我们发现了一个15岁的妓女。“既然从头到尾什么都没发生,为什么我在警方的审讯记录上看到你明确说你和校长发生了性交易,而且时间地点都很清楚?”她说一切都是人定的。她是一名普通的中学生。她离家出走,来到一个车站。一个叫田的男人给她吃了饭,然后让她去卖淫挣钱。田想让校长做他的贷款担保人。贷款不合法,校长不同意。这个人想要报复,所以他要求这个女孩作证说她和校长有过非法的性关系。“你不说,我就把你扔到海里喂鱼。”她办完证,就回老家了。采访她时,她是一个孩子的母亲,说:“我只是想让老人好好照顾自己,所以因为年龄的原因,我向他深深道歉。我把它转述给了校长。他说,“十几年来,她只需要写一封信,澄清一切。你十几岁的时候不知道这件事的严重性,二十多岁的时候不知道吗?"

那位办错案的警官接受采访时已经年近四十。

案件已经纠正,他原来的认定程序和证据存在明显问题。我问他:“这么多年过去了,你有没有想过去看看李校长?”

他说:“我很忙,没时间,星期天也不休息。”

我拿出了校长的照片。“你还记得这张脸吗?”

他看了一会儿,平淡地说:“我不记得了。”

我采访老校长,谈到这个警官,问:“你恨他吗?”

“我当时就恨他,现在怕他受到惩罚。”

“为什么?”

“不要惩罚他。”

“为什么?

“我的第三个男孩和他差不多大。原谅他。原谅他。被惩罚的感觉很不好。”

我找到了陷害他的人。有人指给我看一个老人坐在门口晒太阳。他六十四岁,脑血栓,满脸都是斑。走路已经很困难,不会说话,但他能听懂我说的话,用棍子在地上划水。
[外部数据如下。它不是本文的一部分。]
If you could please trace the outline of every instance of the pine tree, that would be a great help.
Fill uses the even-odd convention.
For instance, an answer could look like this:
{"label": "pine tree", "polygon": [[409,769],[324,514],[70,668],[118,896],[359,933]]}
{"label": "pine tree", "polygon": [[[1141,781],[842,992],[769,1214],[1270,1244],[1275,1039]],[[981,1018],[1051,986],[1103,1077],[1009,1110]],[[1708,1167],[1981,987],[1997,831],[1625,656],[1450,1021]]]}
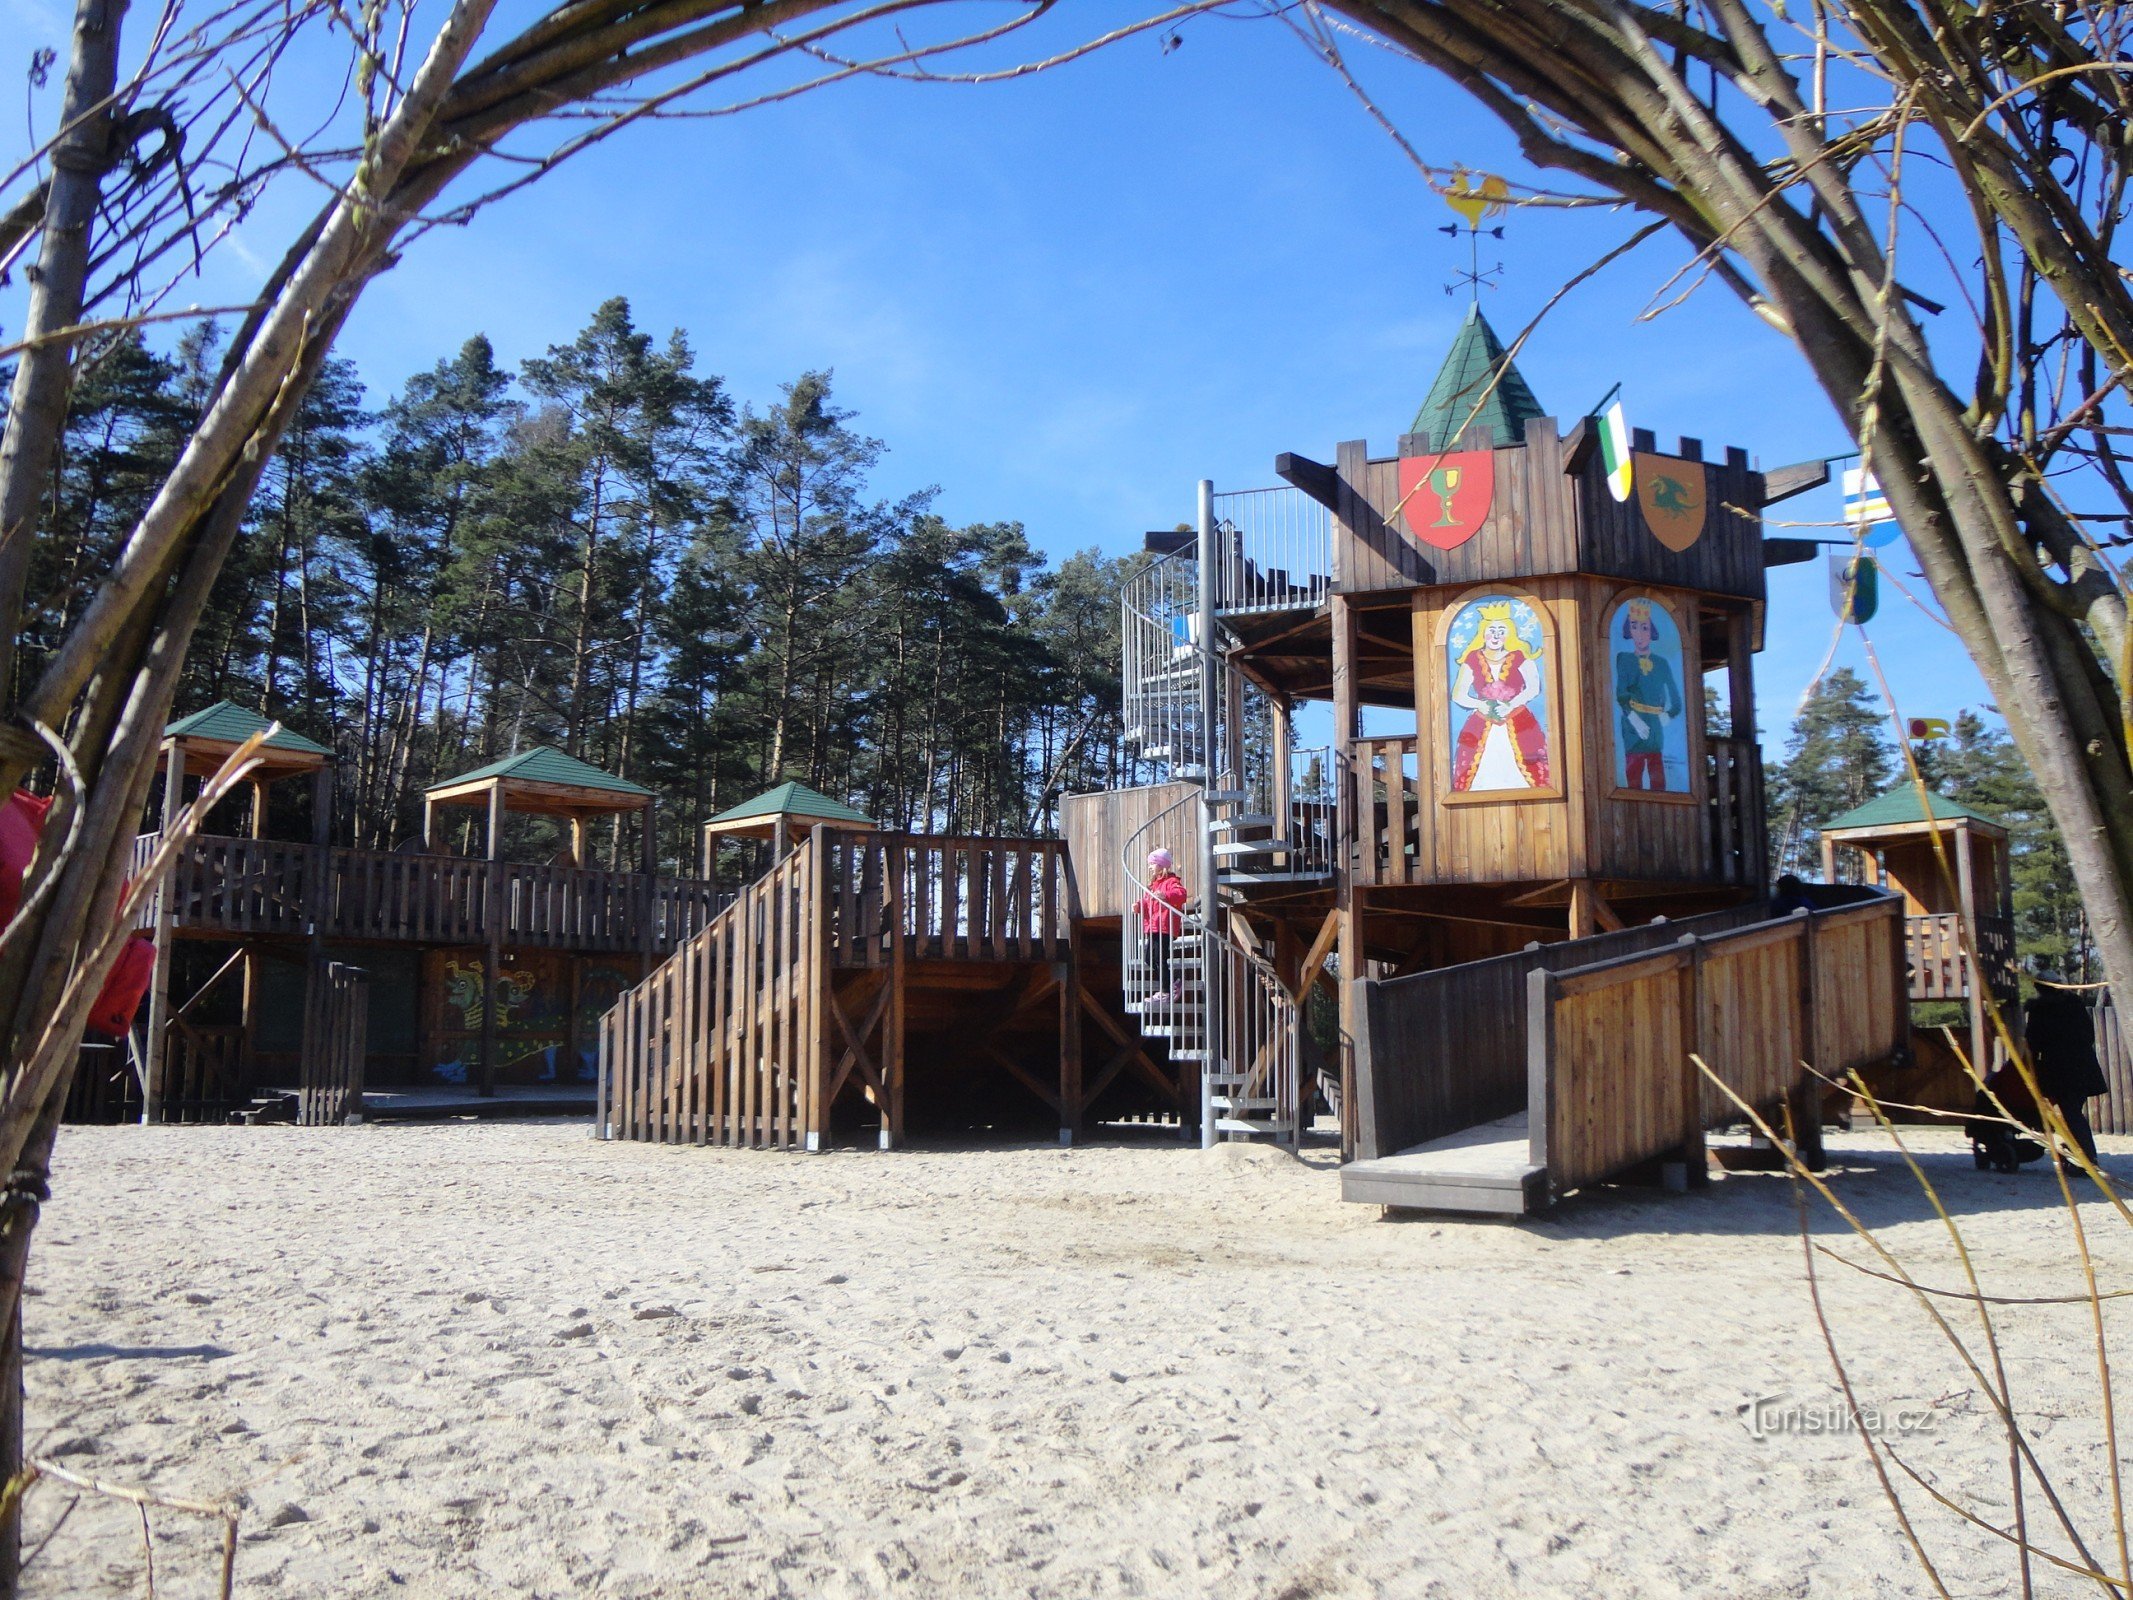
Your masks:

“你能不能帮我回忆一下,十五六年前我在警察局的时候,你作证说这个人说他是个妓女。你还记得这个吗?”他点点头。

“有这种事吗?”他用棍子重重地砸在地上,是的。

“你亲眼看到了吗?”他点点头。

“你找到那个小女孩了吗?”

他抬起眼睛看了我一眼,让我看到了他16年前的样子。

我瞥了一眼他身后的房间。他住在一个橱柜大小的胶合板房间里,被子卷成一团,旁边放着一个装满泥土的碗。苍蝇笔直地飞着。

邻居说:“他儿子和老婆一天给他送一次饭。”

我问他:“现在有人照顾你吗?”

他摇了摇头。

今天看了《杨麻将》这部剧,回忆起这个节目。这部剧是美国普利策奖获奖剧,哥白尼写于1976。很简单,只有两个字。一开始我以为两个老人之间会有感情,但往下看,却不是。一瞬间,我震惊了,觉得这是对人性阴暗面的讽刺和控诉。再看一遍,果然不是。最后我觉得应该有一个很可惜的结局,救赎和理解,没有,戏演完了,我对袁弘说:“这戏可以一直演下去了。”

因为真正的人性是有无限可能的。